Ветрено в такие дни у реки и потому особенно холодно. Меня начало тихо знобить и одновременно бросило в жар. Мы были одни, окруженные серой моросью тумана, одни в ставшей пустой Вселенной. Я провел ладонью по мокрому лицу, сняв берет, по торчащим во все стороны волосам. Что-то странное творилось у меня с головой, странное и нехорошее. На языке вертелся вопрос, чтобы задать его, я не мог найти слова:
— И… и все об этом знали?
— Да никто не знал, никто! — разозлился Феликс. — Пилюли профессору подменили, а прокурор и прочие принимали происходящее за чистую монету. Все! Сто процентов! Зрители, ведущие, персонал телецентра…
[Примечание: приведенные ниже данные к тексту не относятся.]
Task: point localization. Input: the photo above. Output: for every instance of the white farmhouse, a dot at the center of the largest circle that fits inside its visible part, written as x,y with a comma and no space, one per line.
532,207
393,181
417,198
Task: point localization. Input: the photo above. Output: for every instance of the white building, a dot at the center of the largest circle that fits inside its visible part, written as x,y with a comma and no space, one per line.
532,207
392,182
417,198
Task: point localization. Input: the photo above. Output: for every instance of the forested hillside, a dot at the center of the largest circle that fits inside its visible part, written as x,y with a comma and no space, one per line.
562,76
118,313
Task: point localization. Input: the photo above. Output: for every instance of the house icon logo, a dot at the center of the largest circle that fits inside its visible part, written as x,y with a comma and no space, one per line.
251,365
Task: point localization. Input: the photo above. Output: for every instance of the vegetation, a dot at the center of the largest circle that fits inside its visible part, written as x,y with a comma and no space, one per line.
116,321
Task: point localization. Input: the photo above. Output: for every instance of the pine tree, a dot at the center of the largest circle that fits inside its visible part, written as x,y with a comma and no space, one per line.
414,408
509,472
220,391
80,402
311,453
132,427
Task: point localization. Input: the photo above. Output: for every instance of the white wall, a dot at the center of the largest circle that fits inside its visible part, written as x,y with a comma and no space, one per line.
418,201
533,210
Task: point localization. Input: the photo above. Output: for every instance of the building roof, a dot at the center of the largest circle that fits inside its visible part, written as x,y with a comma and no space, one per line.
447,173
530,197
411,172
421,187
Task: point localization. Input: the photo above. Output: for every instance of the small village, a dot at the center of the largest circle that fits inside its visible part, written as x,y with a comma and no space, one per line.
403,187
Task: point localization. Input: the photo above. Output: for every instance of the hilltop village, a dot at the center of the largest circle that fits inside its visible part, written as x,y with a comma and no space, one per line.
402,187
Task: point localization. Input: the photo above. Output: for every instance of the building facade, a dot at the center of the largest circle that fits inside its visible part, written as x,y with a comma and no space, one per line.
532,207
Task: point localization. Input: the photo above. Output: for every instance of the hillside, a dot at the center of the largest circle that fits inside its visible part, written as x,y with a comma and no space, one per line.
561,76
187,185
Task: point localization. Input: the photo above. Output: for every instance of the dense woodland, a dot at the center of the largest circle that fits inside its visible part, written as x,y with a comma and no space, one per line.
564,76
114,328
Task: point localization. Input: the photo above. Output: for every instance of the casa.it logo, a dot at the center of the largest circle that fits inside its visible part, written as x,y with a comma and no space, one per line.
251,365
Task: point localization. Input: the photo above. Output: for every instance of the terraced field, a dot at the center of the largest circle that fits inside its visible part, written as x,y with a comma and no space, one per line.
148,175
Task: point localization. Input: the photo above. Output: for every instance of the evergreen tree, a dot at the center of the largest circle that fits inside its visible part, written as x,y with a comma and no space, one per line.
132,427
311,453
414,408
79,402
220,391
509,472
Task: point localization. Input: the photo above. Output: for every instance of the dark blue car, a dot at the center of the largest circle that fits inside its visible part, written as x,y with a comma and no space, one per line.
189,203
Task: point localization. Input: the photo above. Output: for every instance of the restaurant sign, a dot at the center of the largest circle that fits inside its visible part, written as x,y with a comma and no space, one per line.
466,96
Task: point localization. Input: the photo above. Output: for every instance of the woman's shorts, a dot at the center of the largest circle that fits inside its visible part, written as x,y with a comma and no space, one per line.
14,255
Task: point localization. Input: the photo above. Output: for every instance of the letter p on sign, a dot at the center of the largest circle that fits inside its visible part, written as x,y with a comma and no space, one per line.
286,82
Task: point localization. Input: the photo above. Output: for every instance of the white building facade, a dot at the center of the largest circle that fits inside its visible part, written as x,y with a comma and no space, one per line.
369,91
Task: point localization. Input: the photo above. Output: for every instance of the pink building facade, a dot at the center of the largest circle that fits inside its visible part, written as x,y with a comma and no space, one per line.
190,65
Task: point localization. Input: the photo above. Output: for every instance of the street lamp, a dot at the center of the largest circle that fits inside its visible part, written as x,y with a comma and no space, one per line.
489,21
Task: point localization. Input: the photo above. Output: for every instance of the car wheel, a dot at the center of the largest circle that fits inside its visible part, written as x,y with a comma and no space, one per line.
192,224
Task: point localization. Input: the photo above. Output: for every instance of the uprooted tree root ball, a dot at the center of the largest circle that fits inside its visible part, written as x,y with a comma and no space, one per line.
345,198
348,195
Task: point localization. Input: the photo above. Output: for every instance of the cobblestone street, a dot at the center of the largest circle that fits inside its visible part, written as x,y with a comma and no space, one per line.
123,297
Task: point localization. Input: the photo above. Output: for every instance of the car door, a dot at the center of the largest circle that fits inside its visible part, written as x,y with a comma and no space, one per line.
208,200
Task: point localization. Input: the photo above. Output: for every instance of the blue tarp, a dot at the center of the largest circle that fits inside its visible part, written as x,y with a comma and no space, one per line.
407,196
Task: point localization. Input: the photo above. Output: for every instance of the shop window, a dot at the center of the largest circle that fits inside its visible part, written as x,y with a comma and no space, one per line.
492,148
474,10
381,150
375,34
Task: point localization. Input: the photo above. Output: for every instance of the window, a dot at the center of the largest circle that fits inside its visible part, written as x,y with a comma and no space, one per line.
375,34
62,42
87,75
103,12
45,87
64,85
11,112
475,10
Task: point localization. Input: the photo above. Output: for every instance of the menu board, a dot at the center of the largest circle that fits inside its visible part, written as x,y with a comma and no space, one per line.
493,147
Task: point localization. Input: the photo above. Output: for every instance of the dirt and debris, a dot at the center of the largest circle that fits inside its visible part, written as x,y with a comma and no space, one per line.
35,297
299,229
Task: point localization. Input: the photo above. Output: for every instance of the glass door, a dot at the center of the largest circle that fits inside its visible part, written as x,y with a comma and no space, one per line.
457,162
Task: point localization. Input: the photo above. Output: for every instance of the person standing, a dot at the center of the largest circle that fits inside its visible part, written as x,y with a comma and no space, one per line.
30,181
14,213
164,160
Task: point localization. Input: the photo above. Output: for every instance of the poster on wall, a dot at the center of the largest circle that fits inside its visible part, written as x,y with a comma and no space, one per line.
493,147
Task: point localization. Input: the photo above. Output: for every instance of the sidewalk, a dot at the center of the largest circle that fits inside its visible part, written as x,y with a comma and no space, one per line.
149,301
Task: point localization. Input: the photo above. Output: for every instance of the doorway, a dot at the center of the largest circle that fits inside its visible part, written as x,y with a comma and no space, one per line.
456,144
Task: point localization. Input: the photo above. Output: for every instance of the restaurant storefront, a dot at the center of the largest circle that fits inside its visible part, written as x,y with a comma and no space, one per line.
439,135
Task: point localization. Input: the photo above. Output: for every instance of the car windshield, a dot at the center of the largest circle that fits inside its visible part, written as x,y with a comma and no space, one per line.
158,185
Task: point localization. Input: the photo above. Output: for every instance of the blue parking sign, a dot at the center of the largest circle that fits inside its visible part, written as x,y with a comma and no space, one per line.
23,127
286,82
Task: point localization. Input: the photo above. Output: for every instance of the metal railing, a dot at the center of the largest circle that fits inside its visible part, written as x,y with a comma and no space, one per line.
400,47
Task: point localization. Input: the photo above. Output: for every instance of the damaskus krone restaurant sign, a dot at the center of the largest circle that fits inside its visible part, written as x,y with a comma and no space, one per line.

— А Майский? Он был в курсе?
— Частично! — Сигарета потухла, Фил швырнул ее в воду. — Людям надо говорить только то, что им необходимо знать. В любых обстоятельствах! Всегда! А тем более нашей доморощенной богеме, прекрасно знающей, что она ничего из себя не представляет. Достаточно не то что цыкнуть, нахмурить бровь, и ребята идут на сотрудничество… — Засунул руки в карманы плаща, нахохлился. — Майский ничего не знал! Я предупредил его лишь о том, что в последний момент может кое-что произойти, что изменит ход событий. Был уверен, что в чашке отрава. Бабулька, та, естественно, никакая не уборщица, а актриса, но сработала на совесть, к ее игре претензий нет. Какое-то время пришлось подержать старушенцию в изоляции, чтобы не проболталась, впрочем, и за это ей, как и многим, хорошо заплатили. Игра стоила свеч, ты даже представить себе не можешь, какие на кону стояли бабки! — самодовольно улыбнулся. — А еще я лишний раз убедился, как хорошо тебя знаю! Не обижайся, но я не сомневался, что заготовленную речь ты читать не будешь, и предусмотрел такую возможность в контрактах с рекламодателями.